Well, it’s been about two weeks since I wrote gushingly about the Nokia N73 on this page. Has the bloom come off the rose? Well - in some small ways, yes, and I will detail those here, but in the main I am still very impressed with this device.

My biggest pet peeve is picture quality. For a device that prominently displays the fact that it sports a “Carl Zeiss” lens and a 3.2 megapixel sensor, I would expect higher quality images. The problem seems to be in the software. Even at its highest image quality setting, the JPEG compression is jacked way up. A typical highest-quality image out of the phone comes in at around 500k. My old 2-megapixel Powershot S100 used to produce images around the same size, for comparison. Considering you can now buy 1GB cards for this thing, I think it ought to be possible to squeeze some higher quality photos out of it. The auto white balance is also pretty wonky. My sense is that the sharpening algorithm is also jacked way up but it’s kind of difficult to tell with all the compression artifacts in every picture. It also takes a while for the camera to get ready to take pictures and there is too long a delay between the time you depress the button and when the picture is actually taken - resulting in many missed shots, especially when your subjects are fast-moving children. Don’t get me wrong: for a camera phone, it is pushing the envelope. But Nokia really markets this phone as a digital camera as well as a phone and in my view it needs some tweaking in order to make good on this promise.

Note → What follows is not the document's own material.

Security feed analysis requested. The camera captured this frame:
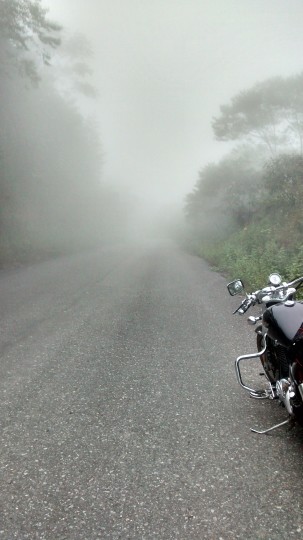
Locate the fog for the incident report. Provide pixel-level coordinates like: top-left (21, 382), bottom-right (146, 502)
top-left (45, 0), bottom-right (303, 204)
top-left (0, 0), bottom-right (303, 262)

My second area of frustration is with the Bluetooth support. I had expected some improvement over the N70, but unfortunately I find it still craps out quite often. The only remedy is to go in to the control panel and turn Bluetooth off and on again. This usually fixes the problem, but when you’re trying to make or receive a call on the go, or connect to the Internet to quickly send/receive email, this can be very frustrating.

Both of these are software issues so they could potentially be addressed by firmware updates.